A decade ago doing some updated research on what type of guitar amplifiers were being used on well known songs we all loved from the 60s, 70s, and part of the 80s.  At the time, I was really into EL34 tube amps at home, loving the distortion, and play back of those same songs originally played and recorded as such. Playback on the same types of tubes they were originally recorded in, etc.  

i.e. EL34 tubes are famously associated with the "British sound" of Marshall amplifiers, creating a warm, lush, and punchy tone with prominent midrange that defined much of 1960s and 70s rock. They are known for breaking up early, offering a creamy, rich distortion. 

My friends new Guitar amp:

-a good friend was giddy about his new guitar amp coming soon, and all of his other amps were Marshalls, we had come to love the sound of, and for his band.
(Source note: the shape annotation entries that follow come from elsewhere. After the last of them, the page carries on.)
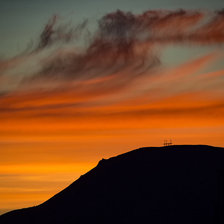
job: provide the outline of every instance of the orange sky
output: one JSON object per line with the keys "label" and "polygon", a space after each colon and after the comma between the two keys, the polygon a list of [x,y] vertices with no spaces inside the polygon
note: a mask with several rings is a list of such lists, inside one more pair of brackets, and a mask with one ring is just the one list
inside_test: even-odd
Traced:
{"label": "orange sky", "polygon": [[[174,13],[154,28],[164,35],[183,15],[177,25],[185,36],[204,16]],[[213,23],[222,27],[218,19]],[[197,32],[208,33],[207,26]],[[209,40],[197,32],[187,38],[222,43],[212,29]],[[224,146],[222,48],[186,58],[172,54],[173,46],[174,63],[165,66],[170,58],[161,62],[158,52],[170,40],[157,46],[154,38],[121,51],[119,42],[118,53],[113,41],[105,50],[97,37],[81,55],[42,49],[0,61],[0,213],[44,202],[102,158],[164,139]],[[176,63],[178,57],[185,60]]]}

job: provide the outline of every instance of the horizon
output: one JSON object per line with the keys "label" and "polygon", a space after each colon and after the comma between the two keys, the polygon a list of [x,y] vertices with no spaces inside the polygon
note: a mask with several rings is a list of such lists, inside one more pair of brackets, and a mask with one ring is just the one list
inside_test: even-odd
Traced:
{"label": "horizon", "polygon": [[224,5],[192,2],[0,3],[0,214],[128,150],[224,147]]}

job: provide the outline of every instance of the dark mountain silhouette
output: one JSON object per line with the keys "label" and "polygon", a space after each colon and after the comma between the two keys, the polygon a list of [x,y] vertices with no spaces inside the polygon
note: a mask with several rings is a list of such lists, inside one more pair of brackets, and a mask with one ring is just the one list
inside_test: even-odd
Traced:
{"label": "dark mountain silhouette", "polygon": [[45,203],[1,224],[224,223],[224,148],[140,148],[99,164]]}

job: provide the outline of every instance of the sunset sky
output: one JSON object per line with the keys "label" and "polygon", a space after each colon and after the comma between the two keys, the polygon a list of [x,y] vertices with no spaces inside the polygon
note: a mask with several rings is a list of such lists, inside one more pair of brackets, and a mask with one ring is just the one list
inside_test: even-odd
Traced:
{"label": "sunset sky", "polygon": [[0,2],[0,214],[143,146],[224,146],[223,0]]}

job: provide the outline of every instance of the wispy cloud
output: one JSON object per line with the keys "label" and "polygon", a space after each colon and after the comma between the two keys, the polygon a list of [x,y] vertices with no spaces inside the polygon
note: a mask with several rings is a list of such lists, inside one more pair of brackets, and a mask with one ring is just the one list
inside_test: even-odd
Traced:
{"label": "wispy cloud", "polygon": [[[160,54],[170,44],[224,43],[223,11],[118,10],[103,16],[92,34],[88,20],[75,27],[59,22],[53,16],[32,50],[0,62],[1,112],[83,112],[200,91],[220,98],[214,90],[222,91],[223,72],[199,75],[223,57],[220,52],[176,68],[161,66]],[[80,39],[88,41],[80,45]]]}

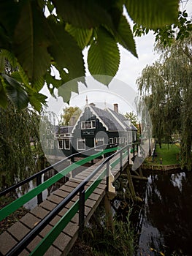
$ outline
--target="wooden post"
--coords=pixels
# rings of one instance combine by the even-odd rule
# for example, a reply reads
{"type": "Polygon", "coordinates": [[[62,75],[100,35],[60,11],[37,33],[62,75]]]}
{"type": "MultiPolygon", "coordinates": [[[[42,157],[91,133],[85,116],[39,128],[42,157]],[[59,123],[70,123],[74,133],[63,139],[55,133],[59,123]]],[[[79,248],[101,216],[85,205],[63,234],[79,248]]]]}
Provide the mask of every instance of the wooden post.
{"type": "Polygon", "coordinates": [[[129,170],[128,167],[126,167],[126,173],[127,173],[128,181],[130,189],[131,189],[131,193],[134,199],[136,199],[137,197],[136,197],[136,194],[135,194],[135,191],[134,191],[134,187],[132,178],[131,178],[131,176],[130,173],[130,170],[129,170]]]}
{"type": "Polygon", "coordinates": [[[116,196],[115,193],[106,192],[104,196],[104,208],[106,214],[107,229],[114,233],[113,217],[111,206],[111,200],[116,196]]]}

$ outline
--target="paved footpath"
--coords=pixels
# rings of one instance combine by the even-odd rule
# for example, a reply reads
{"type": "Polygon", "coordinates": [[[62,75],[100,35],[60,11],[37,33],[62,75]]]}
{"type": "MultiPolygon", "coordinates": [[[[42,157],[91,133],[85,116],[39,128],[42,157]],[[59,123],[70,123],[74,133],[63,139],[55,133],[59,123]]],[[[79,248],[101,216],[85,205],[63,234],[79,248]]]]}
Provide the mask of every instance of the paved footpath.
{"type": "MultiPolygon", "coordinates": [[[[36,206],[29,213],[23,217],[8,230],[0,236],[0,255],[5,255],[17,243],[20,241],[41,219],[53,210],[57,204],[61,202],[83,179],[91,173],[96,165],[86,168],[80,174],[69,180],[58,189],[53,192],[44,202],[36,206]]],[[[112,173],[115,176],[118,172],[118,166],[112,173]]],[[[90,181],[91,182],[91,181],[90,181]]],[[[85,188],[89,187],[89,184],[85,188]]],[[[99,206],[105,195],[106,181],[102,181],[94,192],[85,201],[85,224],[88,223],[96,208],[99,206]]],[[[70,208],[73,203],[79,198],[78,195],[74,197],[66,206],[47,225],[42,232],[25,248],[20,255],[28,255],[36,246],[41,241],[57,222],[70,208]]],[[[45,255],[57,256],[67,255],[72,246],[78,237],[79,215],[78,213],[72,219],[62,233],[58,236],[53,245],[45,255]]]]}

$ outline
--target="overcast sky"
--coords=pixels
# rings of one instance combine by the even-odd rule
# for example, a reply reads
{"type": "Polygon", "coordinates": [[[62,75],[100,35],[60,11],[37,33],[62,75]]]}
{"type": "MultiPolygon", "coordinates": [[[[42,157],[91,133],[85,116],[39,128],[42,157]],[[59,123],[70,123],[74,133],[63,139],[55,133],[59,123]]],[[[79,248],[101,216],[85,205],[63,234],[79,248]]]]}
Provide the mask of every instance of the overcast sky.
{"type": "MultiPolygon", "coordinates": [[[[183,10],[187,9],[188,13],[191,18],[192,15],[192,0],[189,0],[185,6],[183,4],[183,10]]],[[[131,26],[133,26],[131,20],[128,19],[131,26]]],[[[146,65],[152,64],[158,59],[158,56],[153,50],[155,37],[152,32],[145,36],[136,37],[136,47],[138,59],[135,58],[131,53],[120,46],[120,64],[119,69],[113,80],[112,84],[109,89],[101,86],[93,79],[89,77],[88,69],[86,73],[88,76],[88,87],[80,86],[80,94],[72,94],[70,100],[70,105],[82,108],[85,104],[85,99],[88,97],[88,102],[100,102],[103,105],[112,106],[113,103],[119,104],[120,112],[134,110],[132,100],[137,92],[136,84],[137,79],[141,75],[142,69],[146,65]]],[[[85,59],[87,56],[87,50],[84,50],[85,59]]],[[[61,111],[62,108],[68,106],[64,104],[61,100],[51,100],[51,109],[53,110],[56,105],[56,112],[61,111]]]]}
Well, the new solid state (non tube) guitar amp showed up with the Class-D for the lower bass section, not sure how it was configured. The sound was quite different. Sure, fast, clean, snappy.  Most of the former tone, texture, decay, and transition of notes from one string to the next was not there any more. More strident. Sure, you could hear a bit more of those notes, yet how it was presented in [more strident] and less pleasant way was definitely being compared to a former sound both of us were "so used to" before.  I sort of agree with your question and why you bring it up. Yep, possibly so.  

If today's generation of new audiophiles grows up with early version Class-D amps and sound, with electronic crossovers involved too, perhaps they might prefer this type of sound over what older Class-A SS/Tube amps offer. Could be, and to your point.  Interesting question btw.   

Yeah just a thought for another time. I don’t want to derail this thread, which is a good one.